Emoção e frieza no segundo turno
Há um adágio, sobre cuja autoria não estou certo, que sintetiza o sentimento em relação ao segundo turno da eleição no Ceará. “Não crie expectativas, crie porcos. Se tudo der errado, ao menos você terá bacon”. O resultado eleitoral do último domingo no Ceará rompeu as expectativas estabelecidas dos dois lados. A surpresa teve reflexos diversos nas duas alianças que seguem na disputa. Líder de todas as pesquisas até a boca de urna, Eunício Oliveira (PMDB) dizia ao longo do dia que não trabalhava com a hipótese de não vencer no primeiro turno. Postura curiosa, uma vez que todos os institutos indicavam essa possibilidade, mas nenhuma cravava certeza.

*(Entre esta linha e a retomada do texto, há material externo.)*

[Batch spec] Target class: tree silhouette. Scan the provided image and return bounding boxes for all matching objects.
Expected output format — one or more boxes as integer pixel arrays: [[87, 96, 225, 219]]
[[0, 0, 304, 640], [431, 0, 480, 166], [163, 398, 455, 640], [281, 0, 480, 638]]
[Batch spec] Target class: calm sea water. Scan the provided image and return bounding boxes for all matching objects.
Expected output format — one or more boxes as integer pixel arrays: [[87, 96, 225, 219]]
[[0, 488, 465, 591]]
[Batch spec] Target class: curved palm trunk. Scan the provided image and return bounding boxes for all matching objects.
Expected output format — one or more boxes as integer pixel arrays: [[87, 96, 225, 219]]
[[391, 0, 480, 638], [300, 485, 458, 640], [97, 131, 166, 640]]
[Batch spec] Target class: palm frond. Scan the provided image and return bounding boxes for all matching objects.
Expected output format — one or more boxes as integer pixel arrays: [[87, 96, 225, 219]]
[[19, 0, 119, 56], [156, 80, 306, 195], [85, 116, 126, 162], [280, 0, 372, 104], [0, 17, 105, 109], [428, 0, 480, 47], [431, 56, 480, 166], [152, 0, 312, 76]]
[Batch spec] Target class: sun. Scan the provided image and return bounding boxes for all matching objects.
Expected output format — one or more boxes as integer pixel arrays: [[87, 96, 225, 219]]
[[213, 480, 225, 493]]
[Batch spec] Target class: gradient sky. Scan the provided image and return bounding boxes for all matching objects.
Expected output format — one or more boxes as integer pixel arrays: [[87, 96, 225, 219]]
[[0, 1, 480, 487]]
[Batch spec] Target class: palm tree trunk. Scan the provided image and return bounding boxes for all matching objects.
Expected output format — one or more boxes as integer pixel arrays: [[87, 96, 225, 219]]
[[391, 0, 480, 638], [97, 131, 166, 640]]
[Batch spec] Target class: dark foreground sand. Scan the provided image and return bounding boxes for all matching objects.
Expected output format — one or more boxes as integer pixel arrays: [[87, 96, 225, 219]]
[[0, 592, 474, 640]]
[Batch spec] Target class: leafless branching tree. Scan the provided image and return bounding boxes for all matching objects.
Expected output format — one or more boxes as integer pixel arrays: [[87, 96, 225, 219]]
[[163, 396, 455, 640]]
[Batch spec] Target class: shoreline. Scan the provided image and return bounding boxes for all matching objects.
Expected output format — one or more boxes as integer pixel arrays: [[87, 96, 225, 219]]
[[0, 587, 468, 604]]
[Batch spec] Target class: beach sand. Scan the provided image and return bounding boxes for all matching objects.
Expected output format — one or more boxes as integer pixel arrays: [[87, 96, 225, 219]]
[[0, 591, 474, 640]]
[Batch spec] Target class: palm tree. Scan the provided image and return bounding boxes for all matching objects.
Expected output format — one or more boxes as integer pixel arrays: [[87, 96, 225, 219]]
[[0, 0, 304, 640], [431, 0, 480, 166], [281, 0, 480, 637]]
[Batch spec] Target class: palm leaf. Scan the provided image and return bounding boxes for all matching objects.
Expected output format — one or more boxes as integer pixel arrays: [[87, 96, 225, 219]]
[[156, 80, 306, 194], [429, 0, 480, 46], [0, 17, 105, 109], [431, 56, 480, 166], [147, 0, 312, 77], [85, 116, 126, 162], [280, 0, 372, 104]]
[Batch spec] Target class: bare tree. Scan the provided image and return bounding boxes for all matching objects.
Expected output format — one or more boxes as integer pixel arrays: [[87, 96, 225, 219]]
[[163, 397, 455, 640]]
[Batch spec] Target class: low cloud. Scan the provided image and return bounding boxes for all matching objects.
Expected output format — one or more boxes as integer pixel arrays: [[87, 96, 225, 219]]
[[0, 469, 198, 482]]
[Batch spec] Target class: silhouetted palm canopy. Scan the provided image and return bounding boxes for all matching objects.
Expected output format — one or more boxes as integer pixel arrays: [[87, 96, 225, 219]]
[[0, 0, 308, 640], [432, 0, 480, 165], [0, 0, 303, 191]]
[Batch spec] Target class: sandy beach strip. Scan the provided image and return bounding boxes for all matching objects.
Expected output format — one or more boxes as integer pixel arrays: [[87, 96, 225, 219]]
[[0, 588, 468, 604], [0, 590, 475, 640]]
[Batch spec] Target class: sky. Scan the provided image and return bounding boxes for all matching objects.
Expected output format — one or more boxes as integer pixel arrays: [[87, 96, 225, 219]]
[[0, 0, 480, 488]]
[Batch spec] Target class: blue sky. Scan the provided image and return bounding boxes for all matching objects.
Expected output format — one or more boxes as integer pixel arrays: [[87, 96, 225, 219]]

Antes do momento de o candidato votar, no Náutico, na tarde de domingo, perguntei se, a despeito do desejo e da confiança de que venceria no 1º turno, ele estava preparado para o caso de ter de ter de enfrentar 2º turno. “Preparado... Preparado”, respondeu, sem aparentar dar muito crédito à possibilidade. Em seguida, porém, acrescentou: “Não estou trabalhando com a hipótese de segundo turno” (veja vídeo: http://bit.ly/1pIPYxD). Não estava mesmo. Quando veio o resultado, ainda mais o colocando abaixo de Camilo Santana (PT), o abatimento foi indisfarçável.
Do lado governista, Cid Gomes (Pros) no início da tarde também fazia discurso de vitória já no primeiro turno. Mas, ficaria evidente horas depois, falava isso mais para dar ânimo aos aliados, receosos e abatidos diante das pesquisas. Com a apuração, festejou a dianteira parcial de Camilo com ênfase que não se viu nem nas duas vezes em que foi eleito governador (assista: http://bit.ly/1q0mZEy).
A rigor, deslocado do contexto, o resultado de Eunício está longe de ser ruim. É apenas a segunda vez na história do Ceará que a eleição de governador vai para o segundo turno. A diferença de 1,4 ponto percentual – uma das menores do Brasil – diante do candidato de um governo com bons índices de popularidade e extremo poder político não é desempenho que possa ser considerado negativo.
Assim como, para um governo que construiu tal hegemonia, a necessidade de disputar segundo turno não era o plano original. Há recado político embutido em votação tão parelha e expressiva para a oposição – que, somada, foi maioria. Em tese, para um candidato governista é mais difícil atrair outros votos no 2º turno que para um opositor.
Todavia, a realidade não existe fora de seu contexto. A princípio favorita, a candidatura de Eunício mergulhou em certa depressão. As últimas pesquisas já mostravam queda constante da vantagem do candidato peemedebista nas simulações de segundo turno. A hipótese era incômoda de início. O segundo lugar no primeiro turno soou, no impacto inicial, como sentença de derrota que estaria por vir. Ao passo que os governistas reagiram como quem tem certeza de que sairão vitoriosos.
Como disse Eunício ainda no domingo, ele sabia que enfrentaria adversário duríssimo, e o segundo turno se prenuncia ainda mais árduo. Camilo saiu do 1º turno com aparente favoritismo e militância muito mais empolgada. O PMDB recomeça hoje a campanha tentando reverter a imagem que ficou de desânimo, quase derrota antecipada. Tomada pela emoção e pelo espanto com algo que não esperavam, embora tivesse sido possibilidade sempre presente, faltou à candidatura a frieza de quem sabe que, no domingo, era travada a primeira fase de uma disputa cuja chance de prorrogação sempre esteve no horizonte, embora até soasse improvável há poucas semanas. O fator emocional nessa largada torna a vantagem de Camilo maior que o 1,4 ponto percentual das urnas. Ainda assim, é só o começo de três intensas semanas. A partir de hoje, a campanha de Eunício tratará de tentar apresentar outro estado de ânimo e propagar confiança, enquanto Camilo evitará a aparência de “já ganhou” que por vezes transpareceu.
NOVA OPORTUNIDADEO segundo turno dá oportunidade para Camilo e Eunício finalmente apresentarem os respectivos programas de governo, para além das “diretrizes” vagas entregues no registro da candidatura.